Merkwürdig still ist es um Deutschlands Krimiautorenelite geworden. Lesereisen wurden abgesagt, Autorenblogs bleiben ungepflegt. Denn die Autoren schreiben. Sie schreiben Wahlthriller, Wahlwhodunnits, Wahlregionalkrimis, ja selbst ein Wahlkatzenkrimi und ein Wahlweinkrimi sind in Arbeit. Die Zeit drängt, denn spätestens Anfang September müssen die Offsettrommeln rotieren.
Wir haben in bewundernswerter Recherchearbeit einige der Plots ermittelt und stellen heute den letzten vor:: ZEHN KLEINE BESSERVERDIENER.
Die Story: Waren das noch Zeiten, als FDP-Parteitage in der großen Mädchen-Umkleide der Mehrzweckhalle Quierschied abgehalten wurden! Tempi passati. So dramatisch ist die Mitgliederzahl der einstmals stolzen Partei geschrumpft, dass inzwischen das kleine Raucherzimmer im Wochendschloss Better-Earning von Graf Lambsdorff ausreicht, die ausschließlich ministrablen FDPler zu fassen.
Es regnet und stürmt, als Guido Westerwelle den Parteitag mit einer mitreißenden Rede eröffnet. Er ist gut gelaunt, denn pausenlos denkt es in ihm: Ich bin der künftige Außenminister der Bundesrepublik Deutschland. Auch Wolfgang Gerhardt ist gut gelaunt, und auch in ihm denkt es pausenlos: Ich bin der künftige Außenminister der Bundesrepublik Deutschland. Am besten gelaunt jedoch ist wie immer elder statesman Genscher, in dem es schon lange nicht mehr denkt, der sich aber sagen kann: Ich war der Außenminister der Bundesrepublik Deutschland.
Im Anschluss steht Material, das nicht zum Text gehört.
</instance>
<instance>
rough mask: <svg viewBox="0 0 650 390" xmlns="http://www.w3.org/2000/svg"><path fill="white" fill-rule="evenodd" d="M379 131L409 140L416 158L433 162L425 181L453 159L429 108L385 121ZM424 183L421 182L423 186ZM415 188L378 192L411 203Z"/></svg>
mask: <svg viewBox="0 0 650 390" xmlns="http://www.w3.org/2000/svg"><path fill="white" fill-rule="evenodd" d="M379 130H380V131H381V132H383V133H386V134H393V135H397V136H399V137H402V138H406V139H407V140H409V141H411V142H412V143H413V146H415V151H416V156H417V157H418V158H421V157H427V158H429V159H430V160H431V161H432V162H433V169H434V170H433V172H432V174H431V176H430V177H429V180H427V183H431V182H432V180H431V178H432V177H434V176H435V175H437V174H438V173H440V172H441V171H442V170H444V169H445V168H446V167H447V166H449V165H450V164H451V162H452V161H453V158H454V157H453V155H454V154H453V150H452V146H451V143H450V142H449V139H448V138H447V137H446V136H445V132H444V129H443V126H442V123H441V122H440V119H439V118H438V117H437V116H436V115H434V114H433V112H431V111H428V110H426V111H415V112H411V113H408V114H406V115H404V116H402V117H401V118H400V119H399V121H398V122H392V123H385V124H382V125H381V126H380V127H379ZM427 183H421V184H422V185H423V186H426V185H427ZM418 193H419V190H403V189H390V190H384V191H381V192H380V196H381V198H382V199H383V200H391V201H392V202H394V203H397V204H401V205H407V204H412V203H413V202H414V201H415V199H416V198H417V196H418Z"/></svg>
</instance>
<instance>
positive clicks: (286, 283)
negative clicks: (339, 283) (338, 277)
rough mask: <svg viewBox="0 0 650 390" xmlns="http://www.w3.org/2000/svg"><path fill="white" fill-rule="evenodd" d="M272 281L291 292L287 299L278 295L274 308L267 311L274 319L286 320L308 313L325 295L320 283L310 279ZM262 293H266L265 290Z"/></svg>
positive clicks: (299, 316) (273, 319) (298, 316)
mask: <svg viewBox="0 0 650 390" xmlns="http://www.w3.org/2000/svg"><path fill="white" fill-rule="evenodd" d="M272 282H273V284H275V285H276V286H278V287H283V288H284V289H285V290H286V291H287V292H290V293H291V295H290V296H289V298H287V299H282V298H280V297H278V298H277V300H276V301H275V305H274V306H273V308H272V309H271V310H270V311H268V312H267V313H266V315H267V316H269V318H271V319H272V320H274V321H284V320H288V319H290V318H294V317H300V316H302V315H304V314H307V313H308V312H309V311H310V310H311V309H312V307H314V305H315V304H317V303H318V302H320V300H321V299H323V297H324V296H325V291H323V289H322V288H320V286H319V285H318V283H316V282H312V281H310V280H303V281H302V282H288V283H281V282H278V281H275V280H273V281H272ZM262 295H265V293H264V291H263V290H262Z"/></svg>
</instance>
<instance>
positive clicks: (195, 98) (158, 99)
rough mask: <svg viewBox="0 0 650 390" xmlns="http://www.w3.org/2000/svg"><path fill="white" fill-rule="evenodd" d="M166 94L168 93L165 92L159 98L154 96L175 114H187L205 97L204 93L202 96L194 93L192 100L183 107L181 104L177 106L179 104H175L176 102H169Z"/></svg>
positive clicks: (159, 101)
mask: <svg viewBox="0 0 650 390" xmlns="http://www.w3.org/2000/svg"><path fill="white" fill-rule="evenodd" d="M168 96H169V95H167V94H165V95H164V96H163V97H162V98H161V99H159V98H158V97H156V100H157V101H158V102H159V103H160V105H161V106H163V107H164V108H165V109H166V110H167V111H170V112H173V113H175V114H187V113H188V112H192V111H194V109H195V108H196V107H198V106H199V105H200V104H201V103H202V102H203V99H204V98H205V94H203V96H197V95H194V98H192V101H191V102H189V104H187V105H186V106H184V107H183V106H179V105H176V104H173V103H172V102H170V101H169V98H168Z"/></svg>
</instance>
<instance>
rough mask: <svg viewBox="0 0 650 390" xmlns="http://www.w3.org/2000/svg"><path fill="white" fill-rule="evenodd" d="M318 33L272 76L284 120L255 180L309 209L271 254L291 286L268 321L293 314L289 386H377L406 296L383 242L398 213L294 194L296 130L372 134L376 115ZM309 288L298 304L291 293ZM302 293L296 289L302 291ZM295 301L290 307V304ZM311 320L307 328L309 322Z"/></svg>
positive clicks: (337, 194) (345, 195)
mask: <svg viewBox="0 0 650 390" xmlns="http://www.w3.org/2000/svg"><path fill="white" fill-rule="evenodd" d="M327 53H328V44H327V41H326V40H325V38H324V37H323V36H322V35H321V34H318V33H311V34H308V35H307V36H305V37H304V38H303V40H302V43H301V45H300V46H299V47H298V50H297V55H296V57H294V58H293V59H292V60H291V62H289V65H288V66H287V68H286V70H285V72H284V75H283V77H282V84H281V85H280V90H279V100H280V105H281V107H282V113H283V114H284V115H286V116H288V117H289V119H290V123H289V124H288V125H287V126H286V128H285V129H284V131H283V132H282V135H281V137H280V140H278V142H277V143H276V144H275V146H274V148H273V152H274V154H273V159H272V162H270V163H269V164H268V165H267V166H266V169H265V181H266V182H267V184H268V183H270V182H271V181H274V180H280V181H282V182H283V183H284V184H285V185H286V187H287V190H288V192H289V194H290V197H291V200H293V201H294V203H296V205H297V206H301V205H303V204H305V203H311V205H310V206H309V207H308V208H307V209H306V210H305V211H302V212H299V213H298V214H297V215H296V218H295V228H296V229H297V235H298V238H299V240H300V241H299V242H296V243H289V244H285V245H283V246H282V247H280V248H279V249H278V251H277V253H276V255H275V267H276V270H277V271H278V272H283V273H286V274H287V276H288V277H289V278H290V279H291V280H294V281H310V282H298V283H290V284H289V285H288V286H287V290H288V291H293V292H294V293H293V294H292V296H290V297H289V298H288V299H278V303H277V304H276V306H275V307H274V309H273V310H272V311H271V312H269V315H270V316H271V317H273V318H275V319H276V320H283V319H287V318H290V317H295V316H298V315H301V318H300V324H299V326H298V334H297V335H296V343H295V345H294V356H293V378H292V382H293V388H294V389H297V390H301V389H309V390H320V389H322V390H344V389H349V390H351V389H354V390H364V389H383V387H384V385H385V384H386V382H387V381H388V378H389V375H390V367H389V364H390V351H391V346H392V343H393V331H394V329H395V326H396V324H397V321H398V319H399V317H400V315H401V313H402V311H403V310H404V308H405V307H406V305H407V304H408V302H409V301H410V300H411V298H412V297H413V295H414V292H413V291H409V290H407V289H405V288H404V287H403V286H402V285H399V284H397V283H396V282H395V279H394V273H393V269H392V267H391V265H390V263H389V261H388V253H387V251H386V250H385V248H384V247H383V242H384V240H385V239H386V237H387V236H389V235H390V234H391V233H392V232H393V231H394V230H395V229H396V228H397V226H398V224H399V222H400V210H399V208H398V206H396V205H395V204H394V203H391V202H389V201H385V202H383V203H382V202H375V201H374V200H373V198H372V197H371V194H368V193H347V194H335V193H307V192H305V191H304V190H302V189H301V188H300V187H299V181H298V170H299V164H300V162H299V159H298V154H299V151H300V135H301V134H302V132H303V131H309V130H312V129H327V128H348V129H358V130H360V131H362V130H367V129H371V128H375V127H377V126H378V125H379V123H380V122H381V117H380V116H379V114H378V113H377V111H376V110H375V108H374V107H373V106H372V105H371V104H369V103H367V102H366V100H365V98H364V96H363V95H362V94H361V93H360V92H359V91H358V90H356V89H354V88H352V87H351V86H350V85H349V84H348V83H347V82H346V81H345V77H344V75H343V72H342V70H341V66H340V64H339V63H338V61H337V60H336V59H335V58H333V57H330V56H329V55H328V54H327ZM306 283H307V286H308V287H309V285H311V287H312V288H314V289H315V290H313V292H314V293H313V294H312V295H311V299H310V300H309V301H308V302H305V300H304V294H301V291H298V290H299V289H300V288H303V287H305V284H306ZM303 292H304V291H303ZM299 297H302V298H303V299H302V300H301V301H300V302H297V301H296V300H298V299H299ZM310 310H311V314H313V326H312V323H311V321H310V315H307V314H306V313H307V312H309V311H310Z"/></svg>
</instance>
Doch was so harmonisch begann, kippt plötzlich um in reinsten Horror. Ein FDP-Mitglied, Manager im Nebenberuf, wird tot in seinem Bett aufgefunden. An seinem Gehaltszettel erstickt! Da das Unwetter alle Straßen unpassierbar gemacht hat, Strom und Kommunikationsleitungen ausgefallen sind und selbst das Internet nur noch das Testbild sendet, kann polizeiliche Hilfe nicht beansprucht werden. Grübelnd geht man zu Bett. Als man am Morgen aufwacht, ist der zweite Tote zu beklagen. Butler James findet Wolfgang Gerhardt im Badezimmer – mit einem Atlanten erschlagen!
Guido Westerwelle fällt es wie Schuppen von den Augen: Ein Mörder ist unter ihnen! Jemand will die FDP ausrotten, als könnte sie das nicht selbst am Besten. Während er in wachsender Panik einen klaren Gedanken zu fassen versucht, peitschen Schüsse durch die dunklen Hallen von Schloss Better-Earning…
Leseprobe:
„Kein Zweifel: Wenn es so weiterginge, würde er, Guido, nicht nur das Amt des Außenministers der Bundesrepublik Deutschland übernehmen müssen, sondern dazu noch das des Verbraucherministers der Bundesrepublik Deutschland. Er würde, als letzter Überlebender, bei den Koalitionsverhandlungen nicht klein beigeben, auf den zwei Ministerposten bestehen, wie es guter Brauch ist bei den Liberalen. Aber Verbraucherminister? Sich mit der Vogelgrippe herumärgern müssen, Richtlinien zur Begattung von Schäfinnen erlassen, bei landwirtschaftlichen Messen herzhaft in fette Wurst beißen und nicht weniger fette Bäuerinnen abküssen… hatte er es nicht besser verdient? – Guido grübelte eine Weile. Nein, sagte er sich dann. Für Deutschland muss man Opfer bringen.“
Der Autor: Der letzte Überlebende des großen Massakers auf Schloss Better-Earning. Wir können ihn leider nicht beim Namen nennen, weil Sie dann ja wüssten, wer der Mörder ist.
Unsere Prognose: Pflichtleküre bei allen FDP-Mitgliedern. Das einzige gedruckte Exemplar wird reißenden Absatz finden!